P.S. just to be clear. Considering your configuration, I am not advertising new single baleyage-visu-display board vs old three separate boards, as old ones is much easier to repair as for present availability of electronic parts (saying that as someone situated in hellhole like EU, for someone situated in states with plenty of old-part suppliers that is a no-brainer). Also new one does not introduce any additional functionality. Considering WDS board - that is very good upgrade, not from OS upgrade point (Which I can't comprehend – we are using windows 7, peaksight 5 and we have old WDS board on our SX100 - no problems), but from eliminated paralysable behavior at very high count rate; and if you are into using a lot of differential PHA mode, new WDS electronics have separate ADC for every spectrometer instead of sharing single ADC for few spectrometers.

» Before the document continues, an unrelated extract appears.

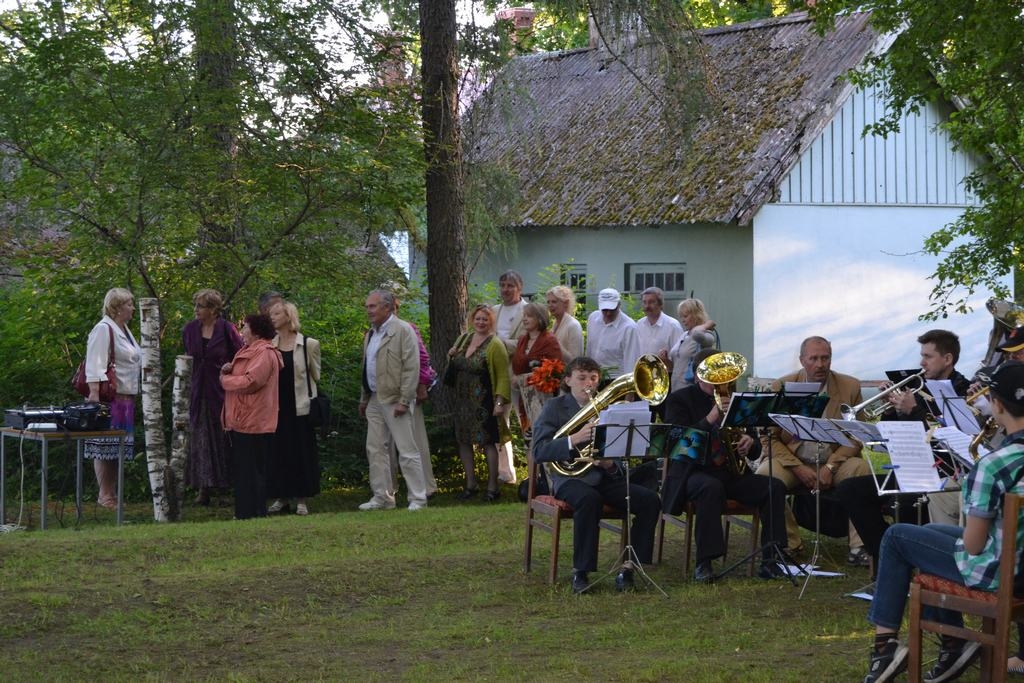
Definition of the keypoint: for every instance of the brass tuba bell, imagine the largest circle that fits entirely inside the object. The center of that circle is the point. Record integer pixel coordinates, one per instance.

Quote from: sem-geologist on May 12, 2021, 02:40:58 AM
That is not the same digital hash, because our (non variable, periodic) digital hash is visible only on FEG instruments and it is caused by physical periodic misalignment of the beam.
SG: I am not claiming it is the "same digital hash". This is a general topic on noise in Cameca images (e.g., see the original post). I was merely replying to earlier posts in this thread from a couple of years ago that discussed this other noise issue.
Quote from: sem-geologist on May 12, 2021, 02:40:58 AM
BTW, You need those vibration-introducing workaround fans as your engineer (and previously someone who had initially soldered these boards) had ignored the datasheet recommendations of those resistors. Power resistors can heat up up to 400 C (at hottest
These stage motor boards that desoldered are original Cameca parts. And yes, when our instrument engineer (he does not work for Cameca) repaired them, I remember he mentioned using high temp solder.